Key Concepts:
Forward Pass:
- During the forward pass, input data is fed into the neural network, and activations are computed layer by layer, propagating from the input layer through the hidden layers to the output layer.
The weighted sum of inputs is calculated at each neuron, and then passed through an activation function to produce the neuron's output.
- Once the forward pass is complete and the output of the network is generated, the error or loss is computed using a predefined loss function (e.g., mean squared error for regression tasks, cross-entropy loss for classification tasks).
The error quantifies the discrepancy between the predicted output and the actual target output
Backward Pass:
- In the backward pass, the error is propagated backward through the network to update the weights of the connections.
The gradient of the error with respect to each weight in the network is computed using the chain rule of calculus.
- After computing the gradients of the error with respect to the network's weights, the weights are updated using an optimization algorithm such as gradient descent.
Gradient descent adjusts the weights in the direction that minimizes the error, gradually reducing the error over multiple iterations (epochs) of training.
- The learning rate is a hyperparameter that determines the size of the steps taken during gradient descent.
It controls the speed at which the network learns and influences the convergence and stability of the training process.
Forward Pass:
- Input data is fed forward through the network, and activations are computed at each layer until the output is generated.
The output of the network is compared to the actual target output to compute the error.
- The error is propagated backward through the network using the chain rule of calculus.
Gradients of the error with respect to each weight in the network are computed layer by layer, starting from the output layer and moving backward towards the input layer.
- The gradients are used to update the weights of the connections between neurons.
The weights are adjusted in the direction that minimizes the error, determined by the gradient descent algorithm.
Steps 1-3 are repeated for multiple iterations (epochs) until the network converges to a satisfactory solution or the training process reaches a predefined stopping criterion.
Backpropagation in Neural Network Architectures:
- Feedforward Neural Networks (FNNs): Backpropagation is used to train FNNs with multiple layers of neurons, where information flows in one direction from the input to the output layer.
Recurrent Neural Networks (RNNs): Backpropagation through time (BPTT) is an extension of backpropagation used to train RNNs, which have connections that form cycles and can process sequential data.

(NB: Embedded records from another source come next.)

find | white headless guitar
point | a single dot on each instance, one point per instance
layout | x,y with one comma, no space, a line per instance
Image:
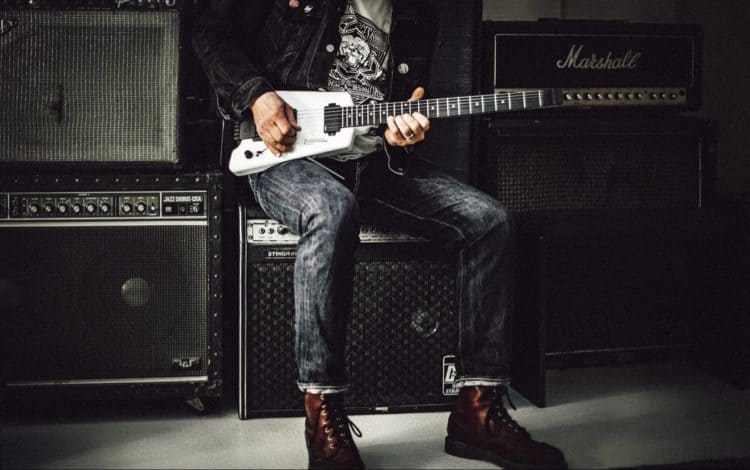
330,121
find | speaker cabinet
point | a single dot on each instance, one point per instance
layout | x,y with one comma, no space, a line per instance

Convolutional Neural Networks (CNNs): Backpropagation is applied to train CNNs, specialized for processing grid-like data such as images, by adjusting the weights of convolutional and pooling layers.
Backpropagation is a powerful algorithm for training neural networks by iteratively adjusting the weights of connections between neurons to minimize the error between predicted and target outputs. It enables neural networks to learn from labeled training data and make accurate predictions on unseen data, making it a fundamental technique in the field of machine learning and artificial intelligence.